By Joanne Sanford

Chuck Fulcher started the Great Western Show in 2013. He had attended larger art shows and realized he wanted to include more than fine art, bronzes and sculptures. He wanted a “Show of Experience” where you can feel a Western couch, not just see it in a magazine; or pick up a bowl crafted by an artisan rather than mass produced in a factory. He wanted visitors to have a more tactile experience into the Western way of life.

Having worked the Russell Auction in Great Falls for twenty years, Fulcher knew how to put a show together. He spent 2012 touring art shows throughout the West, checking them out and recruiting artists and artisans.

The show’s first year was in the Exhibition Hall at Montana ExpoPark. It was not a financial success (for him, anyway); but it was a great opportunity to generate excitement in the show and to create a memorable experience for both vendors and visitors. He featured musical acts all three nights that drew in a lot of people.

Fulcher knew he would need more room the following year and he was able to book the Four Seasons Arena. He had a vision to create a space with more than one show in the same place. He had heard from visitors to his show asking why there were so many shows in town, making it difficult to go from one to another. To that end, he added the Celebration of Native Plains Artists Show followed by some members of the Jay Contway Show after he passed away in 2019. Legends West Art Show joined in 2021 and The Best of the West Art Show joined in 2022. Fulcher explains, “I didn’t fill the whole arena right away, but now there is a waiting list every year.”
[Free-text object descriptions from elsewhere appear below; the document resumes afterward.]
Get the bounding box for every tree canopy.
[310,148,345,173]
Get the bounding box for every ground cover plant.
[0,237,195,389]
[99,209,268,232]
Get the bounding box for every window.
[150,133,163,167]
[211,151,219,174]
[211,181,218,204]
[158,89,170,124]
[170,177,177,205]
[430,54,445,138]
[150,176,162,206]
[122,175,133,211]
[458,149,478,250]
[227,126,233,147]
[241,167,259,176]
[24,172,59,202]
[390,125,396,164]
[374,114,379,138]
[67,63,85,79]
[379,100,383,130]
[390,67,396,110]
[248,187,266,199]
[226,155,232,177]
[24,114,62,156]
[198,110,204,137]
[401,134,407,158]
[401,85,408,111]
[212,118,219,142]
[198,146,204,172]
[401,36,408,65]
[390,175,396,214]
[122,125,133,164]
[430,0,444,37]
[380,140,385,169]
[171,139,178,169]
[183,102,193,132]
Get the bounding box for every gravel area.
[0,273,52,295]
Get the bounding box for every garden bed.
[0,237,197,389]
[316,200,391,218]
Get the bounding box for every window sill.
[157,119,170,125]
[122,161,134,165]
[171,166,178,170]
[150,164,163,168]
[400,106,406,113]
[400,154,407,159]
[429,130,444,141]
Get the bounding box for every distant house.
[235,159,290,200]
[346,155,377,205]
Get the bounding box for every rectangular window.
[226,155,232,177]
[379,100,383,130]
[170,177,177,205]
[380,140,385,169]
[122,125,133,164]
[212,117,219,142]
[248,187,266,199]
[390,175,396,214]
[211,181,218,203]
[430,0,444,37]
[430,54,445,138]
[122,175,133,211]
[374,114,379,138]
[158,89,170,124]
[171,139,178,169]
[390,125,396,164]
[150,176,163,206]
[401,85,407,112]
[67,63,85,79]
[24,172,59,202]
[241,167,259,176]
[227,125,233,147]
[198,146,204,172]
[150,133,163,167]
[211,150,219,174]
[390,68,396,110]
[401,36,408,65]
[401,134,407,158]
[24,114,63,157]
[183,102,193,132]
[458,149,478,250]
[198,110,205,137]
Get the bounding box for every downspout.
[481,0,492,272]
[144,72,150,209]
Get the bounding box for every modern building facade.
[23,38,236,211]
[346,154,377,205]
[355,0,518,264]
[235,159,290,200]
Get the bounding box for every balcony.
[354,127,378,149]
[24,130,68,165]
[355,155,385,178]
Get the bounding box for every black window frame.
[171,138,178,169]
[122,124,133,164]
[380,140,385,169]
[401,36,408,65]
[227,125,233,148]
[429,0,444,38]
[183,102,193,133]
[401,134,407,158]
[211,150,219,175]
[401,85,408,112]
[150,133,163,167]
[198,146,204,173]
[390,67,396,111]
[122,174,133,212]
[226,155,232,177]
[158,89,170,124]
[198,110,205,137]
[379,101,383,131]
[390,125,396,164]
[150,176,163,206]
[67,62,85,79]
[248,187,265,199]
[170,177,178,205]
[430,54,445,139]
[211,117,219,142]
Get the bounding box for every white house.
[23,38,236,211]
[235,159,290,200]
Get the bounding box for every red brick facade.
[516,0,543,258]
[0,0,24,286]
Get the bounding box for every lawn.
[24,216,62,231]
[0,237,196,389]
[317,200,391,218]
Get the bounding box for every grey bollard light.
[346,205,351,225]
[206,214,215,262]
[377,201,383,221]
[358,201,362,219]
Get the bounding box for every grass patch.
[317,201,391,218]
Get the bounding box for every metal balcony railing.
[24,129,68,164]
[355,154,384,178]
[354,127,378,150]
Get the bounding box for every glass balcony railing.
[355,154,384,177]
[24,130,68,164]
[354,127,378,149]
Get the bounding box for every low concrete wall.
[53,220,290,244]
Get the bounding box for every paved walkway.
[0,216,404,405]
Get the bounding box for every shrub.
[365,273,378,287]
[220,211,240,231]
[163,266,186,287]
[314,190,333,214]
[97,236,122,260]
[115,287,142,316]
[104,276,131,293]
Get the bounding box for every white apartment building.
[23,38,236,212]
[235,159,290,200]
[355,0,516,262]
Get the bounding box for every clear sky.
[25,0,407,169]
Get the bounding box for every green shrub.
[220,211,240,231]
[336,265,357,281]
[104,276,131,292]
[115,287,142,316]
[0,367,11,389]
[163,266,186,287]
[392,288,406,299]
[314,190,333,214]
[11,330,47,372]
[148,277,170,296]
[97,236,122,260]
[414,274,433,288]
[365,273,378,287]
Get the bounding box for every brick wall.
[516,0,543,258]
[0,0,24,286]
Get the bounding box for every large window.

Fulcher has learned a lot from the various groups in his show. The Native American artists have taught him much about their culture; how family and friends always come first to them. He has also learned about the art world culture and how artists are aware of each other.

What Fulcher inevitably wants the vendors in his show to realize about his show is that it is not necessarily a place to make sales, but a place where they can share with potential buyers what it means to be an artist and what a particular painting represents to the artist, what story it tells. When a buyer understands more about the artists’ or artisans’ motivation in creating a certain piece, it can lead to a sale, a commission, or a referral.

Fulcher’s ultimate goal in his show is to get vendors and buyers together so all can appreciate our Western way of life. He loves to give young artists a break, putting them next to an experienced artist. Some of his vendors have been with him for years, and some have only come a couple times and the recognition they received grew so fast that their careers just exploded. Looking back, he is very thankful to the Great Falls community for their support over the years.

In 2024, the Great Western Show will be on March 14-17.